Sarebbe una buona e semplice pratica chiedersi prima di fare qualunque cosa – voglio o non voglio farlo? Bisogna porsi questa domanda per individuare ciò che si vuole mangiare e ciò che ad ogni istante si vuole fare. Renderci conto di ciò che è in atto ci consente di mediare con i doveri che ognuno ha contratto con la società, la famiglia e via dicendo. In questo modo, l’individuo va differenziandosi, creando un linguaggio proprio e socialmente giusto e che gli altri imparano a rispettare, come il fatto di essere biondo, bruno, alto, basso … qualora l’individuo sappia sostenere la sua identità. Ciò accade quando ciascuno di noi si sente se stesso e si responsabilizza della propria esistenza.

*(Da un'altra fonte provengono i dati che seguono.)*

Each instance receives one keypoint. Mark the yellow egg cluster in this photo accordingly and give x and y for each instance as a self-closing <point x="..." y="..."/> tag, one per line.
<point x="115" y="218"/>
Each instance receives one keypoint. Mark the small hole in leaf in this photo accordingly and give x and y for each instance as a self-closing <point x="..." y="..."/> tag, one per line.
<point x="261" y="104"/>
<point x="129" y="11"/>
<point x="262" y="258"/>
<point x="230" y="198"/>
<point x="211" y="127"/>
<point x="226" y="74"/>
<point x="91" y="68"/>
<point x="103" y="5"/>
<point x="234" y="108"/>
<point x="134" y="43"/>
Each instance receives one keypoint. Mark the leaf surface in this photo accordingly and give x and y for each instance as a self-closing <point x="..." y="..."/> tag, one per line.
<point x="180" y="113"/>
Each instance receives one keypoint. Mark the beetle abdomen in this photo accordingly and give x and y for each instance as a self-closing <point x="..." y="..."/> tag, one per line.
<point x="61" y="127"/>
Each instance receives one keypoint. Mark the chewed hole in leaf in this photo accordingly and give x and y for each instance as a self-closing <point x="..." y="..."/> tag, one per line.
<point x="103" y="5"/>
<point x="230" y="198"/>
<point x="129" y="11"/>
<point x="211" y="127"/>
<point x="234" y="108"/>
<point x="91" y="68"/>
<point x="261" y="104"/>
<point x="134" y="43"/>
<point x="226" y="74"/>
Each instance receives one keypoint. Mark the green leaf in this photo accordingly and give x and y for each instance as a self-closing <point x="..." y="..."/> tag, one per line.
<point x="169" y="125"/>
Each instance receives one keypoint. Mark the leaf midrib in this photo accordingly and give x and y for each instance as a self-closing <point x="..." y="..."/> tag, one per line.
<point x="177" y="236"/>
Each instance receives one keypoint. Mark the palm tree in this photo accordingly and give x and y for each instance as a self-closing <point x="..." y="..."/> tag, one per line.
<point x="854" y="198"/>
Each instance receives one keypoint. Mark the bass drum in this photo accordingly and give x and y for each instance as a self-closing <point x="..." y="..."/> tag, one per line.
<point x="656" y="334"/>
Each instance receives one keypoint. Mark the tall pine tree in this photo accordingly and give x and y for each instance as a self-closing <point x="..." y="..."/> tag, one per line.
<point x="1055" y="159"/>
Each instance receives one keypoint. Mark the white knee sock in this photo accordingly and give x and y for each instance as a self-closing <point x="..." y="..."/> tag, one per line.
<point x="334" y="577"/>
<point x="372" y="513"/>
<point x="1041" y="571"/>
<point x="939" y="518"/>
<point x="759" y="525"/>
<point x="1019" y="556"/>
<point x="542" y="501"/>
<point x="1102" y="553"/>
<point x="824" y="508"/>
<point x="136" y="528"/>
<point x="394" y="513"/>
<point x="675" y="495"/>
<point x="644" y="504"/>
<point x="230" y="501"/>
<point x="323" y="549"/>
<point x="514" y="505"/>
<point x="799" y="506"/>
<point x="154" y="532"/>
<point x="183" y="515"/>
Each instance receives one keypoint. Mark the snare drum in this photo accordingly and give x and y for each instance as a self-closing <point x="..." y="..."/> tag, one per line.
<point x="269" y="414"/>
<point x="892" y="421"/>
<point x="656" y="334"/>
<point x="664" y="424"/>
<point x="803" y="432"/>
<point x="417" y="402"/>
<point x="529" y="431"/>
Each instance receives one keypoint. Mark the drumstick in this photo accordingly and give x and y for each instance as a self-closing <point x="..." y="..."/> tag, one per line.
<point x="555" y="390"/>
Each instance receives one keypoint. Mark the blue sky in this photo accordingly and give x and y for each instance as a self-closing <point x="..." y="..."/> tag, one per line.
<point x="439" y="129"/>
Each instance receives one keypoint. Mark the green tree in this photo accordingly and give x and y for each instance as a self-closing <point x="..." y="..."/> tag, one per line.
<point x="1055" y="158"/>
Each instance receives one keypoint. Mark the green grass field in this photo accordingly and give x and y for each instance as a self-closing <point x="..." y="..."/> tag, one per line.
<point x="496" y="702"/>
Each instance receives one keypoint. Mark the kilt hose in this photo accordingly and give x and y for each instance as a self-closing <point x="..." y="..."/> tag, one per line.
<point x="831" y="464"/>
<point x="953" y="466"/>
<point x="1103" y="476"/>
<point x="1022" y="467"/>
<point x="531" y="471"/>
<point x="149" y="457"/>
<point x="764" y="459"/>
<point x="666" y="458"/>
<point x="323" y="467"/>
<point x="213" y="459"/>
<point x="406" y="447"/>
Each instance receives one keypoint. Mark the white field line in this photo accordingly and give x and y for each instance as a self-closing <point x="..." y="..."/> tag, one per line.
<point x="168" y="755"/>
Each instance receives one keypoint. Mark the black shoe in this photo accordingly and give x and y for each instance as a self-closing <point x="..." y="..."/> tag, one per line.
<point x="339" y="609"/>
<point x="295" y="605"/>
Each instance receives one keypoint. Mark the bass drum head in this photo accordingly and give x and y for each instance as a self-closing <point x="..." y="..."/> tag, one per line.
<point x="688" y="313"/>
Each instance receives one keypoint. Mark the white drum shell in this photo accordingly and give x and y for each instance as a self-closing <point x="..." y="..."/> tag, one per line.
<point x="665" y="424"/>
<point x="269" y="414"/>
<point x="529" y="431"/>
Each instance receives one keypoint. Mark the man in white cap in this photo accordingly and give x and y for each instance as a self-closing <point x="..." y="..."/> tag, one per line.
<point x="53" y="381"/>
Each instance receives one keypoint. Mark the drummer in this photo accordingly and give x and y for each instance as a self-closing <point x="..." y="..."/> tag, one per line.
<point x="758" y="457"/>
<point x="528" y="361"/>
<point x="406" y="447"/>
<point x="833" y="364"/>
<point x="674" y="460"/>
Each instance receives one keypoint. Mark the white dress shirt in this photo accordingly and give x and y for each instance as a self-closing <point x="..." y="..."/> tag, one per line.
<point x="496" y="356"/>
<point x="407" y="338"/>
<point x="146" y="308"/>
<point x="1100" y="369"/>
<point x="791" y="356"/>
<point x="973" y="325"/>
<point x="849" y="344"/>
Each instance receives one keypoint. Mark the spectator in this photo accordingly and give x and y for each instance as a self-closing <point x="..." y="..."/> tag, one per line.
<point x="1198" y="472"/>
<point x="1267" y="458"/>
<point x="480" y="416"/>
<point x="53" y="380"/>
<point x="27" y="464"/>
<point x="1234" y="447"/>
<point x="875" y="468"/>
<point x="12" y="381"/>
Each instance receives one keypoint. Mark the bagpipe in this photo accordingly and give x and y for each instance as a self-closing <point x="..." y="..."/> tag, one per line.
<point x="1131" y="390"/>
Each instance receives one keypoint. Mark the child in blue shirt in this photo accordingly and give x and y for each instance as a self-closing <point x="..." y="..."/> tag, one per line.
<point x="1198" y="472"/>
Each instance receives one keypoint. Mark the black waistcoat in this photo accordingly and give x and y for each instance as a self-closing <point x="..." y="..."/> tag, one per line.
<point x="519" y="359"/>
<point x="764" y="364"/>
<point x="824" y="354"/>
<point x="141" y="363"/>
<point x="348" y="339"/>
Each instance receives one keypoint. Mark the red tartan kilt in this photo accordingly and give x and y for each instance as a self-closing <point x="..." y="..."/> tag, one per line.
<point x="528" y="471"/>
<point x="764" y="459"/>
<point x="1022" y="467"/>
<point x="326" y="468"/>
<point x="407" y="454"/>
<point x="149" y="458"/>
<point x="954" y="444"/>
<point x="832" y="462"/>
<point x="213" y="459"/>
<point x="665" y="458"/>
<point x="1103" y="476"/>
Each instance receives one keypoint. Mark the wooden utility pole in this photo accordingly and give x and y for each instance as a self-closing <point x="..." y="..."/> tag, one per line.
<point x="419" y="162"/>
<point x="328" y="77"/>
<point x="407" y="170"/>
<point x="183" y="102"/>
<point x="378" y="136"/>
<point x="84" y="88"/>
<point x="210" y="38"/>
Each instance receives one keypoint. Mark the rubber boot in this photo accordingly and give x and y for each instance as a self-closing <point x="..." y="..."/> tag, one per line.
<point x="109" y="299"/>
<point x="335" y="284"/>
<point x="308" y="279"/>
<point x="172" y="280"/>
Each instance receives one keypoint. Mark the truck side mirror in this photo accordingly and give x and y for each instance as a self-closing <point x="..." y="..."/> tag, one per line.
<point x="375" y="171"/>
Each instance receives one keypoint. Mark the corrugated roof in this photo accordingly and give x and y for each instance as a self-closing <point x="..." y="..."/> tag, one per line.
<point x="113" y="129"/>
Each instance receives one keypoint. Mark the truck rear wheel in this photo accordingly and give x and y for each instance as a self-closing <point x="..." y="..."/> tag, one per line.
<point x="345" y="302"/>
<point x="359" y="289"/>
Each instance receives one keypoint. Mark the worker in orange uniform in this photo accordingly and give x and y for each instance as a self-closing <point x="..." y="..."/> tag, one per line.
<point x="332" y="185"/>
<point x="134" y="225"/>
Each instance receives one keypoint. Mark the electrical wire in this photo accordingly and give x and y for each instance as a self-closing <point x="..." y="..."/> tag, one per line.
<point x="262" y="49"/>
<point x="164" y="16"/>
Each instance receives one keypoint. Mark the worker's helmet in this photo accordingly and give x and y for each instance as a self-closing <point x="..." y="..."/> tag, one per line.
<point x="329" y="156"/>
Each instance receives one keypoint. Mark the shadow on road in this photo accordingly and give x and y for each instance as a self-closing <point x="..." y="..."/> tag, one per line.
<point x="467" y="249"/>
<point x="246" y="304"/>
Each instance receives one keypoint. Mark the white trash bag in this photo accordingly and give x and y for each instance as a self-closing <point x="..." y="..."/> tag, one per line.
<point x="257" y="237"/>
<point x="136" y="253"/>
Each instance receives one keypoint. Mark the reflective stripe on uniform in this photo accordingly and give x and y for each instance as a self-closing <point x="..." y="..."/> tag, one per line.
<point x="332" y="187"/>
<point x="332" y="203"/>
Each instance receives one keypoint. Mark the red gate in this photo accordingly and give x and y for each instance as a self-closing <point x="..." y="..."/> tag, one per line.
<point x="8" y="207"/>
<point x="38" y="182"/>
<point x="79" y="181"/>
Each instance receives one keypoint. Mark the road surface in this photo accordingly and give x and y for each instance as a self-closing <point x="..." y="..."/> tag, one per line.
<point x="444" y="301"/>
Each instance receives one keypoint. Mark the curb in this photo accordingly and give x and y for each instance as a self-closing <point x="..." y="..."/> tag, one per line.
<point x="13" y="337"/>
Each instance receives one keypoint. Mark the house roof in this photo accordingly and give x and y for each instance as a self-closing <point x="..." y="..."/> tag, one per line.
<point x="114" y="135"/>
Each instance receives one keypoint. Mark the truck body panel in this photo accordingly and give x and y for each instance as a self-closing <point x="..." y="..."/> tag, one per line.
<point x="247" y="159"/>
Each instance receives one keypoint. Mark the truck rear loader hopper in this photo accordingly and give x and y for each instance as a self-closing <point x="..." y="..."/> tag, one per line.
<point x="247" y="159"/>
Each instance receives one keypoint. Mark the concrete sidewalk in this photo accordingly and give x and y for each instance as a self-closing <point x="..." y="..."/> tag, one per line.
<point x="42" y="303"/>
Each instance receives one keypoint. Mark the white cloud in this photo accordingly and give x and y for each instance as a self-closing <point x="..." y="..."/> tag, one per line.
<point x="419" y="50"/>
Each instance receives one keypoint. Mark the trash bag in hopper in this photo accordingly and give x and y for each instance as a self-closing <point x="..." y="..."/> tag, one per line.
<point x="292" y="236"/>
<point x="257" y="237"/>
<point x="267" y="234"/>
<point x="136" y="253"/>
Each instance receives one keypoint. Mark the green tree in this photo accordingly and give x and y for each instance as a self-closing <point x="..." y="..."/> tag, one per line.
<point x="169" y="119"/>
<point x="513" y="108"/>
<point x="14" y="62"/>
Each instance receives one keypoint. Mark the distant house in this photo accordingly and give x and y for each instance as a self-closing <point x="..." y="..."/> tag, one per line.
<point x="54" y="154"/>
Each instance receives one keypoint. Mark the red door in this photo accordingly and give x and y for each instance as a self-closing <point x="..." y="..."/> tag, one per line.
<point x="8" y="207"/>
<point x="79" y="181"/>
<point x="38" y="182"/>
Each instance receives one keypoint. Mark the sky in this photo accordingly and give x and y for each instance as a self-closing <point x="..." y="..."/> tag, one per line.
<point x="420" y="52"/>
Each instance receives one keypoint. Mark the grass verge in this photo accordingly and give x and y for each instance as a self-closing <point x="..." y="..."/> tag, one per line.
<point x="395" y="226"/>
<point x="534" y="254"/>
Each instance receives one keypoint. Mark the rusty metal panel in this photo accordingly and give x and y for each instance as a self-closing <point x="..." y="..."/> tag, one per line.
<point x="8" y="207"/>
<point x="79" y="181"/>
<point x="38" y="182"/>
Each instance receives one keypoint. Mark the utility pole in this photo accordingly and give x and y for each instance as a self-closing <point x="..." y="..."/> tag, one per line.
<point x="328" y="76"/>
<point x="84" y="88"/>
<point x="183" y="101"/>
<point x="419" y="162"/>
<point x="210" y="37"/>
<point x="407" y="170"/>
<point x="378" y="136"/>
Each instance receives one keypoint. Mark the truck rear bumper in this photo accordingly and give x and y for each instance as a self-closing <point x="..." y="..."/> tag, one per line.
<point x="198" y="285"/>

Nella misura in cui biologicamente si matura, la personalità s’impone con naturalezza e se uno stesso ha potuto riconoscersi, s’impone senza grandi conflitti. Quando s’incontrano conflitti e condizioni molto diverse dalle proprie necessità, tempo e volontà prendono la parola. Loro lavorano, dando la possibilità di cambiare progressivamente la vita, fino a raggiungere un’adeguazione necessaria e sufficiente, come per poter restituire il benessere e la soddisfazione della propria esistenza.